From dish to dirt: Student group creates more efficient composting system

Natalie Riess | Art Director

The Green Campus Initiative at SUNY-ESF will finish a new, more efficient composting facility this semester to better recycle the campus’ food waste.

Meaghan Callaghan, president of GCI and a senior environmental studies major, said the most important aspect of composting is removing food waste from the waste stream so it does not end up in a landfill. Composting systems help to better decompose food waste so that it can be reused as soil, but the State University of New York College of Environmental Science and Forestry is currently only composting about 20 percent of what it could be, she said.
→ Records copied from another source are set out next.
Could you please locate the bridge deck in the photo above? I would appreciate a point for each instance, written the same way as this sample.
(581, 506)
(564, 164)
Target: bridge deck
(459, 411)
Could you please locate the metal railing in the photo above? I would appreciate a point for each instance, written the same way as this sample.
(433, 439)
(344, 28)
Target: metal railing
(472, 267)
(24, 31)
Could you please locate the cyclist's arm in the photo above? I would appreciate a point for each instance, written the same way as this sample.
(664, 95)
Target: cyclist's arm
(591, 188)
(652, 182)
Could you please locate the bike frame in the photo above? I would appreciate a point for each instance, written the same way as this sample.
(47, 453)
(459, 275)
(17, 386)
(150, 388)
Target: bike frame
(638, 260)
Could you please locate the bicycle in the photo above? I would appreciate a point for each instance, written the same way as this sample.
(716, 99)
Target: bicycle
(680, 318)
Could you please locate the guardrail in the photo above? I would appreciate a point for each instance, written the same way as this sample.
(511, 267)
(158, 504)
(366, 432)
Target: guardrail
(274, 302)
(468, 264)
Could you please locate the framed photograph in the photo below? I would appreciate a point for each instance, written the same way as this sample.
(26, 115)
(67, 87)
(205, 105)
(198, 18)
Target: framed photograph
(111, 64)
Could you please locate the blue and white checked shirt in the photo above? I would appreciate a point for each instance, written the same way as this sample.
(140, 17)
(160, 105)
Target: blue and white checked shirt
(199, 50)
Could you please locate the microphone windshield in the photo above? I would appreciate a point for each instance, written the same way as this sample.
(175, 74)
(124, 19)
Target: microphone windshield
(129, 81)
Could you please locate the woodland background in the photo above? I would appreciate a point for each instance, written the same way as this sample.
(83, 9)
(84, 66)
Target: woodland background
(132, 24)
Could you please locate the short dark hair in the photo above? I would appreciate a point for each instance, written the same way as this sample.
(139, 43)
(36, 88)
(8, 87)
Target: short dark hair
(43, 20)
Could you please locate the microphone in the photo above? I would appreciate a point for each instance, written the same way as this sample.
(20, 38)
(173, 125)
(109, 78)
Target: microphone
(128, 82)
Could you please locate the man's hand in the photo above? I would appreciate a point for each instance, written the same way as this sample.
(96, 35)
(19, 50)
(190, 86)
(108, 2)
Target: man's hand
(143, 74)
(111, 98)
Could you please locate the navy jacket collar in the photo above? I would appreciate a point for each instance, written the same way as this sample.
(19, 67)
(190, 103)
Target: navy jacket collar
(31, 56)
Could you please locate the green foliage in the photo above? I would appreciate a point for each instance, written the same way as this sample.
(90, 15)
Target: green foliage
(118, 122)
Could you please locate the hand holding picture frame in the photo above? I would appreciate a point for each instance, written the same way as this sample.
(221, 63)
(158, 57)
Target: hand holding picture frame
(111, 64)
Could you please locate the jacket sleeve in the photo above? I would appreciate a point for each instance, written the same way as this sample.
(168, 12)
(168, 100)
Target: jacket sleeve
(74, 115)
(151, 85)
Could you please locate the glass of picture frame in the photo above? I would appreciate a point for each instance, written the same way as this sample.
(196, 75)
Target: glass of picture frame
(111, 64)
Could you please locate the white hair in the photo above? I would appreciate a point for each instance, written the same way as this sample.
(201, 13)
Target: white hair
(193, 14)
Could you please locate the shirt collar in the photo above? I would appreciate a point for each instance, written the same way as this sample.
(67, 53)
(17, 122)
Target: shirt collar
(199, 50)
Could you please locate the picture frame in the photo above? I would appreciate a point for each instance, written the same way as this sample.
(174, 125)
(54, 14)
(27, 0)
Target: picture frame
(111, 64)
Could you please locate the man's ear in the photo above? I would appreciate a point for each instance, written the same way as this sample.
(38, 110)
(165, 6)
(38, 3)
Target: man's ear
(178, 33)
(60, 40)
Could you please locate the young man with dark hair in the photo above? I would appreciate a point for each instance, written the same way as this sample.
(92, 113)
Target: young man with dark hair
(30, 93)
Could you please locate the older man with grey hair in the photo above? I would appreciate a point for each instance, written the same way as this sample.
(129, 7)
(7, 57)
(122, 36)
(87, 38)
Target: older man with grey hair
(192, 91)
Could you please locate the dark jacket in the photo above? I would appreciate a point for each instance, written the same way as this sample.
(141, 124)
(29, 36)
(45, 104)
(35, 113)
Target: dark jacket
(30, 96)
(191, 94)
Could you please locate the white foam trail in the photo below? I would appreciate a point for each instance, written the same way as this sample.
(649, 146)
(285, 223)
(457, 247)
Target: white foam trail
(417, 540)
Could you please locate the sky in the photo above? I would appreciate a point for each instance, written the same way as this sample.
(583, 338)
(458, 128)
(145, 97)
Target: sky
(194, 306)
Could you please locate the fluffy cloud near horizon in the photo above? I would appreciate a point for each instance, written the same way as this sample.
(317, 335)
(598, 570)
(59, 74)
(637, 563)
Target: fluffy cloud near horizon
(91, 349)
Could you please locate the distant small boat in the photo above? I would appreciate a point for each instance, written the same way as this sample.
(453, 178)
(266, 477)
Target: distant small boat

“By taking it out of the waste stream, we are able to decrease the amount that gets put into the landfill,” said Callaghan, who is also a former columnist for The Daily Orange.

In response, GCI has created a new system to better compost the disposed food on campus. Ross Mazur, a junior environmental resources engineering major, said GCI previously used a forced air compost system, which actively pushes air onto the food waste to help it decompose faster. The plywood on the original infrastructure was falling apart and the club thought it was appropriate to rebuild the systems so that they could last longer and handle more volume, he said.

The system is designed to maintain airflow because it passively aerates, said Mazur, who is also GCI’s treasurer. Air comes up from the bottom and runs through perforated pipes horizontally.



The system will cost about $800-$900, which greatly exceeds the club’s allotted budget for the project, Mazur said.

“The new system itself should be highlighted, not the price,” said Jin Kim, a junior in environmental studies and the composting chair of GCI, in an email.

Kim said the new system will be more efficient because the food waste will be spread between four compartments, which will allow the food waste to decompose before more is added into the pile. The club will collect the student food waste through five green kitchen compost buckets that will be placed around campus, she said.

GCI has been building the new system since ESF’s Physical Plant approved the project in October, Kim said. But the group has encountered obstacles.

“What was difficult was that it was expected to take a month or two but the project got held up in the approval process,” Mazur said.

Building the system in the cold also posed a challenge for the club, Kim said. Mazur said they will try to work on the facility on the unusually warmer days.

Kim said she and Mazur considered a few different options for the composting system, including an expanded version of the previous system, but later decided that a passively aerated system would be most efficient.

Another option was to give the responsibility of collecting the food waste to GCI volunteers, rather than to Physical Plant, Mazur said. The club also considered driving all of the compost to ESF’s field station in Lafayette, he added.

Callaghan said GCI will eventually use the soil produced in the composting system to grow food in ESF’s Lafayette station vegetable garden, which it also operates.